SQL max value in one column

Question 1

Well, I think I found the answer myself. As far as I can understand, a query like this will take a lot of time, and instead the database needs to be modified. I found this:

How to version control a record in a database

The suggestion to use startend and enddate columns and set the enddate to null for the latest version made it very easy to do queries for the latest version. And it is again very very fast. So this is what I needed.
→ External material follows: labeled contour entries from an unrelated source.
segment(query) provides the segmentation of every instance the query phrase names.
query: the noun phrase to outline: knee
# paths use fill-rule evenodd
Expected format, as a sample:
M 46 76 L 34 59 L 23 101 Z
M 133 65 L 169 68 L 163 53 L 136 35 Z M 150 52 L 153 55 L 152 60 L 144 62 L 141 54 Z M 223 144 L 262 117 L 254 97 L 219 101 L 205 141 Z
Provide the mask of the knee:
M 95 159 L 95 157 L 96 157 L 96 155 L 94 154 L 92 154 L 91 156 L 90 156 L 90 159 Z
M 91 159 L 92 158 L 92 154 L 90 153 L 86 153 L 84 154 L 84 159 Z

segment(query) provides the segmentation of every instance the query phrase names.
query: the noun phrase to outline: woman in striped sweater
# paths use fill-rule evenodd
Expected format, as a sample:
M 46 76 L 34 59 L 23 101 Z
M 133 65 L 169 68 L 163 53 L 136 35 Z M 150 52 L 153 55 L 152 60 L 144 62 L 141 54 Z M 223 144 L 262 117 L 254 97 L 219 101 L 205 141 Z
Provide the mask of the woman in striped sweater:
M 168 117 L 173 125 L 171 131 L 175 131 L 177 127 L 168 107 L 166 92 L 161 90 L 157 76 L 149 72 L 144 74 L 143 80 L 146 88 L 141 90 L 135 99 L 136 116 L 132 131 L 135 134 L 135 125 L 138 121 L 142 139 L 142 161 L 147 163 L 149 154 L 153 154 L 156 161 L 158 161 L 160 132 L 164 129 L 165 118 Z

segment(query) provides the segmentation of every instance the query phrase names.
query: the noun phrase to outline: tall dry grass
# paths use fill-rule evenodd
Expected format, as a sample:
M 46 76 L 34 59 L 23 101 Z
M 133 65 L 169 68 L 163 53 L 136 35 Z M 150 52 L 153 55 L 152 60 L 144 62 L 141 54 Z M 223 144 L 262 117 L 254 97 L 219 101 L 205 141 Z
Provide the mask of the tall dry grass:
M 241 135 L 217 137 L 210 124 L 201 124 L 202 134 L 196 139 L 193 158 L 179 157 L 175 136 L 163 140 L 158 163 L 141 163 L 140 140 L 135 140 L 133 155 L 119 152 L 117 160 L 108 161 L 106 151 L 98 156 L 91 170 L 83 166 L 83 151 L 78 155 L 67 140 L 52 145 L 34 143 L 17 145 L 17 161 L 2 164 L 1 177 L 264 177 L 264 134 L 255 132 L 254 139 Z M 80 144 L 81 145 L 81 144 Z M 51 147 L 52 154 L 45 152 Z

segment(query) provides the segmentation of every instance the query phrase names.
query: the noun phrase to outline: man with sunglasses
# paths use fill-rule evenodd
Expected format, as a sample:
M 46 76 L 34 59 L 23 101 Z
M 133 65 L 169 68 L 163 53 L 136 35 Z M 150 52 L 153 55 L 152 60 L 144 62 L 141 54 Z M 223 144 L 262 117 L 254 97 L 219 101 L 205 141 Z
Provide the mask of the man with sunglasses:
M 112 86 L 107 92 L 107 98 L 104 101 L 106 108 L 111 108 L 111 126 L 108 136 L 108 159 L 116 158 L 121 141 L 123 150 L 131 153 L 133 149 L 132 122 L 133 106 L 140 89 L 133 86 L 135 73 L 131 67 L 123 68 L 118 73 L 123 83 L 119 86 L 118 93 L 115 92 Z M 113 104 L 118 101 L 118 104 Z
It gives me something like this, all put together:

SELECT
  r.id, r.title,
  u.name AS 'created_by', m.name AS 'modified_by', r.version, r.version_displayname, r.informationtype,
r.filetype, r.base_id, r.resource_id, r.created, r.modified,
  GROUP_CONCAT( CONCAT(CAST(c.id as CHAR),',',c.name,',',c.value) separator ';') AS 'categories', startdate, enddate
FROM
  resource r
  INNER JOIN 
  (SELECT
   DISTINCT r.id AS id
  FROM
   resource r
  INNER JOIN
   category_resource cr1 ON (r.id = cr1.resource_id)
  WHERE
   cr1.category_id IN (9)
) mr

    ON r.id = mr.id
  INNER JOIN category_resource cr
    ON r.id = cr.resource_id
  INNER JOIN category c
    ON cr.category_id = c.id
  INNER JOIN user u
    ON r.created_by = u.id
  INNER JOIN user m
    ON r.modified_by = m.id
WHERE r.enddate is null
group by r.id;

And this query once again is back to the 20 ms execution time.

Question 2

Given your own answer, your question was basically the same as in the link you supplied. Since you had some sub-questions I'll try to give you some additional help there.

If you want to have some kind of version control in your database, then you basically extend your primary key by some version column(s). I'd vote for using startdate/enddate-colums, too for the reason you mentioned. Given your own answer, you could modify your layout accordingly. That's the route you should go if you can!

In your given example it is not clear what the primary key is, since the 'id' column has changing values, too. In your case the primary key would be the column 'title'. So you could use some query like

SELECT title, max(version) as version FROM resource GROUP BY title

to get a result in which you see your original primary key and the latest version -- which together form your actual primary key.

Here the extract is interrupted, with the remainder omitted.